I have just tried Watco spray lacquer on a group of peppermills.  The stuff claims to be "foolproof" and I believe I have proven that!

Great finish, actually DOES dry in 30 minutes or less for next coat.

Anyone know if there is another "shoe to drop"?  Is this finish really as good as it looks?  Or will it flake off next week???

All input gratefully appreciated.  

(for the wiseacres, NO, the peppermills are NOT plastic or PR!!  I DO, very occasionally, turn WOOD!!)


----------



## penbros (Aug 7, 2006)

I FINISHED A CANDLE STICK ABOUT A MONTH AGO AND USED WATCO LAQUER. AND IT LOOKS JUST FINE TO ME, BUT A CANDLE STICK IS SOMETHING THAT YOU WOULDNT BE TOUCHING ALL THE TIME.


----------



## Turnitall (Aug 7, 2006)

It is basically the same stuff as Deft Spray Lacquer... follow the directions, use it correctly and it is virtually foolproof....


----------



## challagan (Aug 7, 2006)

Just avoid applying in high humidity or it will blush just like any other spray lacquer. 

Corey


----------



## Jerryconn (Aug 8, 2006)

Is there a rule of thumb as to when the humidty is too high?


----------



## Firefyter-emt (Aug 8, 2006)

For humid days, I spray them in the shop and let them flash & dry in my office with the A/C on.


----------



## RussFairfield (Aug 8, 2006)

> _Originally posted by Jerryconn_
> <br />Is there a rule of thumb as to when the humidty is too high?



I don't know of any rules, but experience has taught me that I can get into trouble with blushing whenever the dew point is less than 20F lower than ambient. Anything less than that and condensation in the air stream or condensation from the cooling effect of the evaporating thinners in the surface film can cause blushing.


----------



## rgundersen (Aug 9, 2006)

hmm sounds like a finish impossible to use in Houston unless you have a moisture controlled shop...


----------



## ed4copies (Aug 14, 2006)

Thanks for the responses!

No horror stories, guess I'll keep using it!
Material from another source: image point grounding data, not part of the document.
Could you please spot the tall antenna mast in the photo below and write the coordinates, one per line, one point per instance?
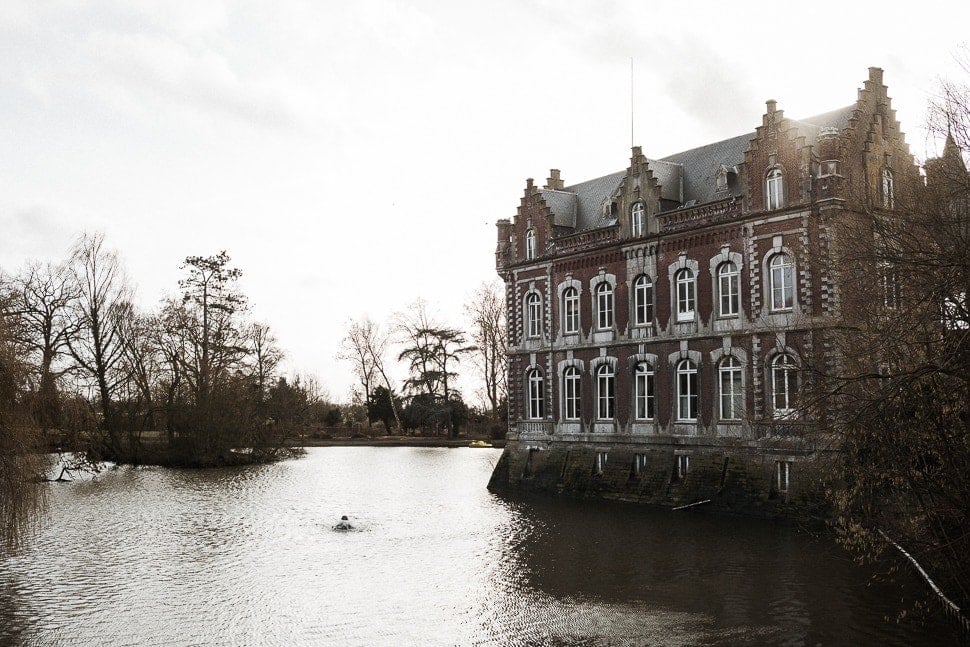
(631, 103)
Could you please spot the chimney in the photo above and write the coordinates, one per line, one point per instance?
(554, 181)
(504, 227)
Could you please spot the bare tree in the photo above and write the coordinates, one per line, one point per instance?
(432, 352)
(216, 341)
(42, 295)
(264, 355)
(486, 312)
(22, 462)
(895, 393)
(102, 298)
(365, 346)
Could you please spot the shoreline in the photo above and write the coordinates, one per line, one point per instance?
(392, 441)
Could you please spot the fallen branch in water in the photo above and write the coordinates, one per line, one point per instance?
(691, 505)
(948, 605)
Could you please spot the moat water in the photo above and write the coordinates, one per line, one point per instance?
(154, 556)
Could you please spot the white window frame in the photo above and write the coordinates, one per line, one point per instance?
(784, 384)
(535, 396)
(681, 466)
(774, 189)
(781, 282)
(731, 399)
(685, 282)
(642, 301)
(600, 463)
(570, 311)
(687, 391)
(888, 189)
(644, 392)
(571, 393)
(605, 392)
(639, 464)
(533, 314)
(638, 218)
(604, 306)
(783, 474)
(728, 289)
(889, 286)
(530, 244)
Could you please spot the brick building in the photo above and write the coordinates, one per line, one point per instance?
(660, 316)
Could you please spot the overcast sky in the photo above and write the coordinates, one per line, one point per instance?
(353, 156)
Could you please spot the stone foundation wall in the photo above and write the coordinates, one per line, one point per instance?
(740, 479)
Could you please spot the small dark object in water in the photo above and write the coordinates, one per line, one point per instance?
(344, 524)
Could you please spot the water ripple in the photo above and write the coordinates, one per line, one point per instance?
(149, 556)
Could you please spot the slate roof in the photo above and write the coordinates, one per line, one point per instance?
(685, 176)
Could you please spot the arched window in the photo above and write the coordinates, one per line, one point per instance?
(889, 284)
(643, 393)
(530, 244)
(605, 392)
(571, 393)
(533, 314)
(729, 386)
(686, 294)
(774, 189)
(642, 300)
(784, 385)
(728, 289)
(638, 219)
(604, 306)
(570, 311)
(888, 189)
(781, 279)
(686, 391)
(536, 395)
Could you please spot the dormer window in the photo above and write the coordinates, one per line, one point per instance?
(829, 167)
(530, 244)
(638, 218)
(774, 189)
(721, 177)
(888, 189)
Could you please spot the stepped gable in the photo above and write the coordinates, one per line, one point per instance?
(685, 176)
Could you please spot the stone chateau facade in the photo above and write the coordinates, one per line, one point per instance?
(659, 316)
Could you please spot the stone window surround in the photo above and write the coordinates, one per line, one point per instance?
(725, 256)
(780, 348)
(682, 263)
(774, 174)
(561, 367)
(633, 300)
(570, 282)
(719, 354)
(594, 366)
(777, 317)
(594, 283)
(526, 321)
(651, 360)
(673, 359)
(530, 370)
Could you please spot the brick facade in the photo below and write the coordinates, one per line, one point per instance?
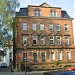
(46, 48)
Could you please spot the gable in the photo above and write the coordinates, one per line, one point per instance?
(45, 5)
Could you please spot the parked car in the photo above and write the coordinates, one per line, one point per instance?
(71, 68)
(3, 65)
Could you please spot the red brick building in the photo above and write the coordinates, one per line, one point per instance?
(48, 34)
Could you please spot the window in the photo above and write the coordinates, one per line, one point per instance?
(68, 55)
(57, 27)
(66, 27)
(41, 26)
(52, 56)
(35, 39)
(42, 39)
(53, 14)
(35, 57)
(51, 40)
(24, 39)
(43, 56)
(67, 40)
(24, 26)
(58, 38)
(37, 12)
(59, 55)
(34, 26)
(25, 57)
(51, 27)
(10, 54)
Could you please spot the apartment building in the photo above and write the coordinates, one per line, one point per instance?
(47, 33)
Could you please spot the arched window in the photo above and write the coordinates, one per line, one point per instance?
(37, 12)
(53, 13)
(34, 39)
(42, 39)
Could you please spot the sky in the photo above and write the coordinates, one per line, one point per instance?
(67, 5)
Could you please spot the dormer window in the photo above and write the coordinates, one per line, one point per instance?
(53, 13)
(37, 12)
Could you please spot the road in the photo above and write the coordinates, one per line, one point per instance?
(8, 72)
(21, 73)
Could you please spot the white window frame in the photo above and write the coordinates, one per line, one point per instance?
(42, 39)
(24, 39)
(41, 26)
(24, 26)
(59, 55)
(23, 56)
(57, 29)
(43, 53)
(68, 56)
(36, 56)
(35, 38)
(51, 39)
(34, 26)
(67, 40)
(58, 40)
(37, 12)
(53, 14)
(51, 27)
(52, 57)
(66, 27)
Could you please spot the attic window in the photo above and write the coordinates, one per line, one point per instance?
(53, 13)
(37, 12)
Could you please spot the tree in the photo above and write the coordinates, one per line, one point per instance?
(57, 63)
(7, 14)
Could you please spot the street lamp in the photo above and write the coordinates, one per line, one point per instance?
(25, 57)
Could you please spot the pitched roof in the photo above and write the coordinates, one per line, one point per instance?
(22, 12)
(45, 5)
(64, 14)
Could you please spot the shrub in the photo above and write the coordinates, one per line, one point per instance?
(47, 73)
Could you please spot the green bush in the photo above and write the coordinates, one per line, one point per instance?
(47, 73)
(28, 67)
(67, 66)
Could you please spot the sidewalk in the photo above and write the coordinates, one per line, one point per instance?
(29, 73)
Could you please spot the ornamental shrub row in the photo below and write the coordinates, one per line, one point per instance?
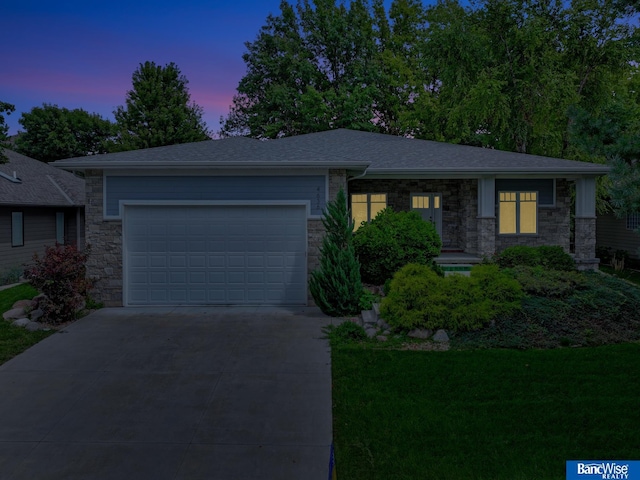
(419, 298)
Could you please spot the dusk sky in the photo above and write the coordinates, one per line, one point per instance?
(81, 54)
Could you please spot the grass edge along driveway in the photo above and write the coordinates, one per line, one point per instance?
(15, 340)
(484, 414)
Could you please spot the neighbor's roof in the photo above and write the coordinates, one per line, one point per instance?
(378, 153)
(25, 181)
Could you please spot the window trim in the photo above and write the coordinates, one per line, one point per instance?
(517, 233)
(368, 203)
(17, 229)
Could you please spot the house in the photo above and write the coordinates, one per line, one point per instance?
(39, 206)
(238, 221)
(619, 234)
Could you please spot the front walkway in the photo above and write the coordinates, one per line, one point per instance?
(171, 393)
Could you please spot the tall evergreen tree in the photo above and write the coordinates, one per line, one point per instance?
(336, 286)
(158, 110)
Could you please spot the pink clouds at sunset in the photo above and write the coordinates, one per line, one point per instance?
(82, 54)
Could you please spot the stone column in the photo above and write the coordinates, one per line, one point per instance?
(486, 236)
(585, 224)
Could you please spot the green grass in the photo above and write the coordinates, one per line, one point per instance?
(626, 274)
(15, 340)
(484, 414)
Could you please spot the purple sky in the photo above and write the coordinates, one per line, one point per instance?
(81, 54)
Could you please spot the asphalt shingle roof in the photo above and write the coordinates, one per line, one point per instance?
(382, 154)
(40, 185)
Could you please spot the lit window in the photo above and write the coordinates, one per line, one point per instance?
(518, 213)
(17, 229)
(365, 206)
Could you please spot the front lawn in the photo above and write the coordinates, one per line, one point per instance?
(15, 340)
(483, 414)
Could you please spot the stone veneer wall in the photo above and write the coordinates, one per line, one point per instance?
(553, 224)
(105, 238)
(459, 204)
(585, 250)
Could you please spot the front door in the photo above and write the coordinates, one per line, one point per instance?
(429, 205)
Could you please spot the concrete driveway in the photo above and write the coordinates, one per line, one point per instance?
(171, 393)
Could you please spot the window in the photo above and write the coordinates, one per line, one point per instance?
(60, 227)
(633, 221)
(17, 229)
(365, 206)
(518, 213)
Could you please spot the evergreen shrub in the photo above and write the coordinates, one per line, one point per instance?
(336, 286)
(391, 241)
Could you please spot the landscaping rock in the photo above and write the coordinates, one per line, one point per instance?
(369, 317)
(33, 326)
(21, 322)
(441, 336)
(22, 304)
(14, 313)
(36, 314)
(420, 333)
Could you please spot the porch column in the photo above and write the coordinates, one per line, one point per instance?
(486, 216)
(585, 226)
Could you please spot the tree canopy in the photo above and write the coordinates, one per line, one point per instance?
(4, 128)
(503, 74)
(52, 133)
(158, 110)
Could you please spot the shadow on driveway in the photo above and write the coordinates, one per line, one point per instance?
(171, 393)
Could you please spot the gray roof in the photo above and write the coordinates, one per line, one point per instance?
(383, 155)
(38, 184)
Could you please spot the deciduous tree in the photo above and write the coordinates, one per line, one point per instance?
(158, 110)
(51, 133)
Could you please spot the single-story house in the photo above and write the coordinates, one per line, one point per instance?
(238, 220)
(39, 206)
(619, 234)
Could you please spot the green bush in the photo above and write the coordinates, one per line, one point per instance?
(391, 241)
(552, 257)
(419, 298)
(336, 286)
(544, 282)
(346, 332)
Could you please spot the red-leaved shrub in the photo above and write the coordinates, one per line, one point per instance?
(61, 276)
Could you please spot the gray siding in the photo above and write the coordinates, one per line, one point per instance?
(611, 232)
(39, 232)
(544, 187)
(239, 188)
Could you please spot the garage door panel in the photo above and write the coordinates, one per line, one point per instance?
(215, 255)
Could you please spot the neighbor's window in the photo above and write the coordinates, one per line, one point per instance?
(633, 221)
(518, 213)
(365, 206)
(60, 227)
(17, 229)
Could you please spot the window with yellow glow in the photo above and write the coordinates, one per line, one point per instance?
(365, 207)
(518, 213)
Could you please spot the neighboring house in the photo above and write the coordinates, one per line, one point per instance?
(616, 233)
(39, 206)
(238, 221)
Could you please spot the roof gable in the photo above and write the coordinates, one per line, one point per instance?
(37, 183)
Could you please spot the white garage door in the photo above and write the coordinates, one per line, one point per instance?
(215, 255)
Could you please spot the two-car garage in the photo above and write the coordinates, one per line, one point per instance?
(214, 254)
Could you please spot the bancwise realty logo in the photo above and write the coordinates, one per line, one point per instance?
(603, 470)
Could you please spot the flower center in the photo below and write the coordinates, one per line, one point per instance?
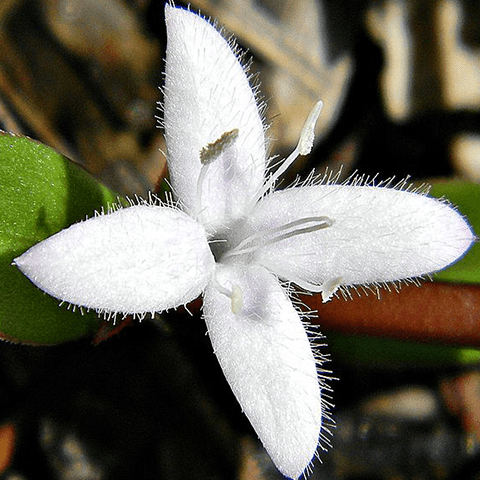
(271, 236)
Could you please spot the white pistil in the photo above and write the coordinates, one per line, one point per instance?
(235, 294)
(274, 235)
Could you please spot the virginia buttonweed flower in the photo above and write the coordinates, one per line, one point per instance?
(234, 239)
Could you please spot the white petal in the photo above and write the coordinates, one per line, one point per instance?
(377, 235)
(207, 95)
(266, 357)
(139, 259)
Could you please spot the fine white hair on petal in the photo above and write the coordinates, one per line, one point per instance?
(266, 357)
(207, 94)
(377, 235)
(140, 259)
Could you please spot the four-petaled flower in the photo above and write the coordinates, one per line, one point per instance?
(231, 237)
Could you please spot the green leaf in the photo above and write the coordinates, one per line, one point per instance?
(41, 192)
(466, 196)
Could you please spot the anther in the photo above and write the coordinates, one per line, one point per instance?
(209, 154)
(213, 150)
(304, 147)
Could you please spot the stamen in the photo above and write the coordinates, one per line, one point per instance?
(275, 235)
(209, 154)
(304, 147)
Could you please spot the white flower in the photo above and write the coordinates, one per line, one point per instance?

Russ, are you also a meteorologist???[][][][]


----------



## KC (Aug 16, 2006)

> _Originally posted by penbros_
> <br />I FINISHED A CANDLE STICK ABOUT A MONTH AGO AND USED WATCO LAQUER. AND IT LOOKS JUST FINE TO ME, BUT A CANDLE STICK IS SOMETHING THAT YOU WOULDNT BE TOUCHING ALL THE TIME.



I use DEFT spray, followed by the HUT wax stick.  I've been carrying a stabilized BEB for several months now, even when I'm working in the shop.  When I don't have a pocket on a shirt, I stick it through the button flap and it's exposed to sweat and skin contact for hours on end.  I don't see any obvious wear of the finish.

KC


----------



## 4reel (Aug 20, 2006)

I have been using Watco and I am getting great finishes. I use the spray on. I tried two coats and that turned out to be a bust. One of the pens I gave to a friend was in his leather imitation briefcase in one of the pen slides. He left it in his car on a hot day and the two layers came off where it touched. I am not putting a minimum of 6 coats. every thirty minutes I spray. The finish is better than two by a large margin. I then use MM to 12000 and they look great. On pourous pens I will have to go with more coats. My next try will be 6 cots polish and then another 4 to see if I can get the perfectly smooth exterior. So heat, leather like material and Watco seem to be an issue.  I also give a coat of Rennisance wax when done to get a better feel.


----------



## txcwboy (Aug 20, 2006)

I just got some Deft sealer and gloss in the spray can. I tried it for the first time this weekend and it worked pretty good ! I applied the sealer twice and let it dry. Then wet sanded it with the grey MM.Then shot several coats gloss lacquer let it dry a few minutes in between.Then wet sanded it again with grey MM then polished it with Hut high gloss plastic polish. I did all this with the lathe running.

Dave


----------